Aeronave a serviço da Secretaria Especial de Saúde Indígena na Terra Indígena Yanomami/Foto: Fernando Frazão/Agência Brasil

A Sexta Turma do Tribunal Regional Federal da 1ª Região manteve, por unanimidade, a condenação da União e da Fundação Nacional dos Povos Indígenas para regularizar aeródromos utilizados no atendimento de comunidades indígenas em Roraima. A decisão atende a uma ação civil pública movida pelo Ministério Público Federal e tem como objetivo assegurar o transporte logístico e a assistência médica aérea aos Distritos Sanitários Especiais Indígenas (Dsei) Yanomami e Leste.

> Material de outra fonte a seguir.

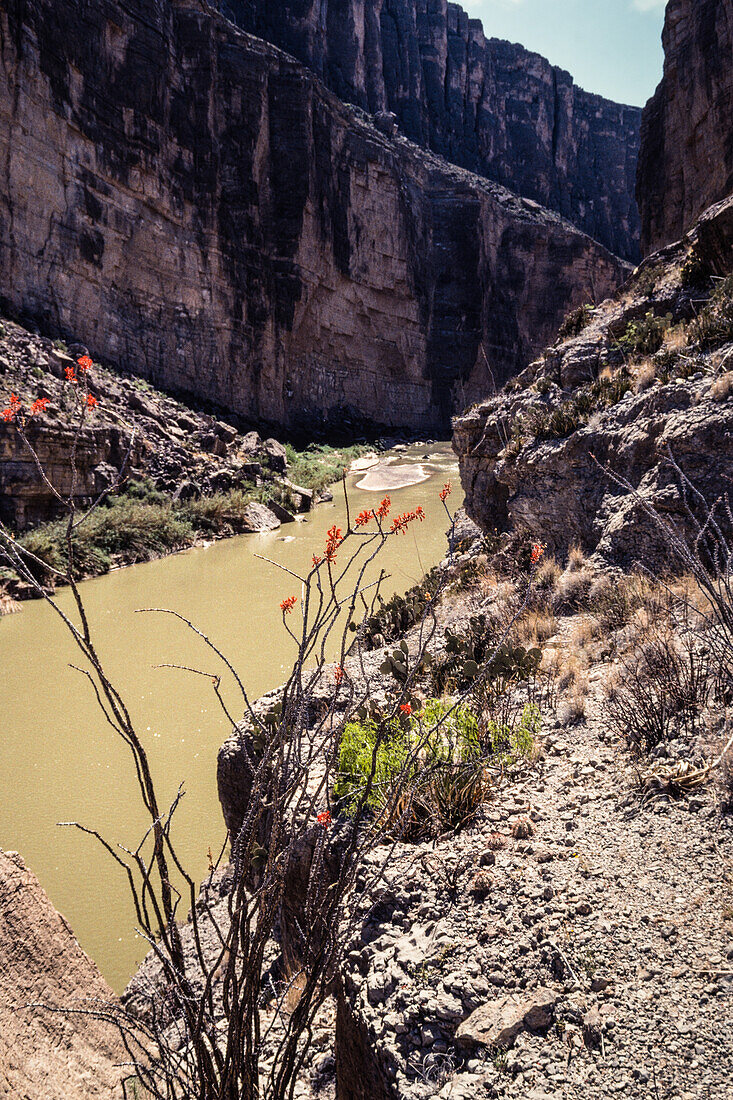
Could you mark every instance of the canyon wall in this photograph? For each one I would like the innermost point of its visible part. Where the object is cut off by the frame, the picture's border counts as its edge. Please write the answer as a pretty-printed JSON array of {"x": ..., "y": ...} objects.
[
  {"x": 483, "y": 103},
  {"x": 686, "y": 161},
  {"x": 192, "y": 204}
]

O acórdão, publicado neste mês, manteve integralmente a sentença de primeira instância, que determina a apresentação de um cronograma de regularização em até 60 dias e a conclusão dos procedimentos em até um ano. O descumprimento da decisão poderá resultar em multa diária de R$ 5 mil.

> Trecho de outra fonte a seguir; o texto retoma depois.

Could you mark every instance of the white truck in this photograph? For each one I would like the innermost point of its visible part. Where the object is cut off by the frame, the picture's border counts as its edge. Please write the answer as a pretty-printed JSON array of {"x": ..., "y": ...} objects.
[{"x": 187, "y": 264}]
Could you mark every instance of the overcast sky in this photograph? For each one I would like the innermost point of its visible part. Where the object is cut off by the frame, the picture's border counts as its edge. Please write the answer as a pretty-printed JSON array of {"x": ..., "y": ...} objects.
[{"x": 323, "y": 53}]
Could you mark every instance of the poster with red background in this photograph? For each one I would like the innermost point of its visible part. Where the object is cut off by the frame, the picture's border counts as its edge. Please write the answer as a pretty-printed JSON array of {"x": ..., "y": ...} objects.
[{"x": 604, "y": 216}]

A regularização deverá ser feita junto à Agência Nacional de Aviação Civil e ao Departamento de Controle do Espaço Aéreo.

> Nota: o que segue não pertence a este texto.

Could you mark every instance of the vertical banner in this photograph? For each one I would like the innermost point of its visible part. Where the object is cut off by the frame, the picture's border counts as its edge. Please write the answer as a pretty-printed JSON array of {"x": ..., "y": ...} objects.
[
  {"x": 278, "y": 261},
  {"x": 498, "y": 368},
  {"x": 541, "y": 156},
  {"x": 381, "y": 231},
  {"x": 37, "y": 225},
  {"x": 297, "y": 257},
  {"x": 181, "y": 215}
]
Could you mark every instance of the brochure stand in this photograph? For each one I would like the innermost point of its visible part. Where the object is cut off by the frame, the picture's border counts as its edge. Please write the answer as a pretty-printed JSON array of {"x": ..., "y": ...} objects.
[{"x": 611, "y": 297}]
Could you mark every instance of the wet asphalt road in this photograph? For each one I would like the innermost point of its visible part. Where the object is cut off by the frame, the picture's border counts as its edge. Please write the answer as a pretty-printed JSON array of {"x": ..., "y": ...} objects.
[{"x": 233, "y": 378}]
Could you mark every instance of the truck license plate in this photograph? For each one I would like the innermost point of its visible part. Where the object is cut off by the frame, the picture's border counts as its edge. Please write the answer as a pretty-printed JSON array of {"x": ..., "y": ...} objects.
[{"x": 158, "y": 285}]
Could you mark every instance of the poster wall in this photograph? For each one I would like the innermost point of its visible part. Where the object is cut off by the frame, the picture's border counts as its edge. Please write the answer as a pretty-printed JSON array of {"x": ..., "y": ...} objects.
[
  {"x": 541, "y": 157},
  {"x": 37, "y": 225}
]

Além disso, o tribunal manteve suspensos os efeitos restritivos de normas aeronáuticas que poderiam impedir o funcionamento dos aeródromos. Com isso, as pistas seguem autorizadas a operar em caráter emergencial e precário até que sejam definitivamente regularizadas, garantindo a continuidade do atendimento às comunidades indígenas.

Tribunal rejeitou argumentos da União e da Funai

Ao analisar os recursos, os desembargadores afastaram as alegações de ilegitimidade passiva apresentadas pela União e pela Funai. O colegiado destacou que ambos os órgãos possuem atribuições constitucionais relacionadas à proteção dos povos indígenas e à coordenação de ações voltadas a esses territórios.

Também foram rejeitadas as teses de cerceamento de defesa e de violação ao princípio da separação dos Poderes. Segundo o entendimento do TRF1, a intervenção judicial se justifica diante da omissão administrativa na adoção das medidas necessárias para garantir direitos fundamentais.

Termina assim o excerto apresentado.